Meet the Scientists, How Plants See the World

This month, a group of research students and postdocs developed an interactive workshop exploring the world of plants. This workshop was taken to two events: one with a local Brownie troop and then to a Meet the Scientists event at the World Museum in Liverpool. We came up with the activities by first identifying interesting facts about plants that we wanted to communicate, and built the activities up from there. The three key things that we highlighted were circadian rhythms, leaf adaptations, and the importance of soil pH.

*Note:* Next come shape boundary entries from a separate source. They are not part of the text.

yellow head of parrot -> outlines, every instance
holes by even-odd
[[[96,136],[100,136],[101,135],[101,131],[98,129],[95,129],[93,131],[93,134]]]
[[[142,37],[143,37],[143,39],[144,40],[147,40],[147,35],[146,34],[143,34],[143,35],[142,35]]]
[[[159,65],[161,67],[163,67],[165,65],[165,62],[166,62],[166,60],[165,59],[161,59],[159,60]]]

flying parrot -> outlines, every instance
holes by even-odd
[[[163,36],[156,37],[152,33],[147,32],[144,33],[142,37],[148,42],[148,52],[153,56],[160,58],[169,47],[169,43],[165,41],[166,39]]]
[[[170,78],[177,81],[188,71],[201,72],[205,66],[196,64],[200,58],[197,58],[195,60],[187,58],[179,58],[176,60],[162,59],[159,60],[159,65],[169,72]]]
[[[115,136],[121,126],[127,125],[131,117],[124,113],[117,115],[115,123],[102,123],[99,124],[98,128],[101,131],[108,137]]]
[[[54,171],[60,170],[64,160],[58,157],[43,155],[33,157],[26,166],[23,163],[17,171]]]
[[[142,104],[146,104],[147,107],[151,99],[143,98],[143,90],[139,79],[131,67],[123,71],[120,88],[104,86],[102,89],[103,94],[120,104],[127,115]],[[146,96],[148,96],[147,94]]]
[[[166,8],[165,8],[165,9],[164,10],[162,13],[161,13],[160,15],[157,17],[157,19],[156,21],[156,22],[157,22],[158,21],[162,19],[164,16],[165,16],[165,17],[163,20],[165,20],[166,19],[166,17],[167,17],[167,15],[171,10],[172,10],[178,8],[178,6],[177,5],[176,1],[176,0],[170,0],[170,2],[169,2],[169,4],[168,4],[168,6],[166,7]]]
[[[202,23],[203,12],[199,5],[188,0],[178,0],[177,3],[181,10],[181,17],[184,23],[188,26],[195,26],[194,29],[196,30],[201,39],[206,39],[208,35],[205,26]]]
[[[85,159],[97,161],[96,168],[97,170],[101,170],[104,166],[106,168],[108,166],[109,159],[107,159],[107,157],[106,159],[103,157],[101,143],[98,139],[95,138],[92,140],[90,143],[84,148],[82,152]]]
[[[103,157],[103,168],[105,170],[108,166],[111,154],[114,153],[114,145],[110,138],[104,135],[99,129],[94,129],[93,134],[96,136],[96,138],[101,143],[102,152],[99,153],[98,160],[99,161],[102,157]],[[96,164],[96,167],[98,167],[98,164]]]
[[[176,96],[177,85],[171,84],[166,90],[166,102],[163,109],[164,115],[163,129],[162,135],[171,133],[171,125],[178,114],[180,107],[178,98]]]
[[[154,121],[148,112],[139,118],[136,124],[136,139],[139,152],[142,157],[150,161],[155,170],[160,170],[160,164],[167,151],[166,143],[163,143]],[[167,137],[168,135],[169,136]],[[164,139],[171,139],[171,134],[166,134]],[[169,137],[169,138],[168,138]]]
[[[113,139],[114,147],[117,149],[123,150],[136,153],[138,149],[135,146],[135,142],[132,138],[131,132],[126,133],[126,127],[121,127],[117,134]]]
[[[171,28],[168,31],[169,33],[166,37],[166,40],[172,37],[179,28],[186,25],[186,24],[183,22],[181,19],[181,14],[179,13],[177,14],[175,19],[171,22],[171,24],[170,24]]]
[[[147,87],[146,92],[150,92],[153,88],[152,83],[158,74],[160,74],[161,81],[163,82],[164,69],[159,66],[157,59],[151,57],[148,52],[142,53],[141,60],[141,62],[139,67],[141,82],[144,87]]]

Circadian rhythms are an internal mechanism that acts like a body clock, which plants use to survive. To introduce this complex concept to a young audience, we created a card pinwheel that showed the times at which different flowers open. This idea was based on the concept garden designed by Carolus Linnaeus in 1751. The pinwheel contained outlined drawings of flowers that could be coloured in by visitors whilst the demonstrator chatted to them about circadian rhythms. Our card Linnaeus clock is available to download here.

Linnaeus

To demonstrate that plants can recognise the pH of the soil that they are in, we brought some pH indicator that had been made using red cabbages. Red cabbage indicator is purple at a neutral pH, but can change to bright yellows and pinks on the addition of household substances such at lemon juice or washing powder. Visitors were encouraged to test the pH of a selection of different items, as well as testing soil samples. Photographs of hydrangeas were on display to show how drastic an effect soil pH can have on plants.

pH

To demonstrate leaf adaptations, we took a two pronged approach. For older children and adults, a microscope was available to look at details such as veins and stomata on leaves from a variety of plants including local deciduous trees, an ornamental conifer, and a Christmas cactus. While some of the visitors enjoyed looking at the leaf structures, it became clear that some aphid eggs found on a sycamore leaf was more interesting! For the younger visitors, materials for making leaf rubbings were provided. By making leaf rubbings, we were able to encourage the younger children to look at the leaves more closely and to examine their different shapes. We then cut their leaf rubbings out and attached them to headbands, something which helped draw more people to our table.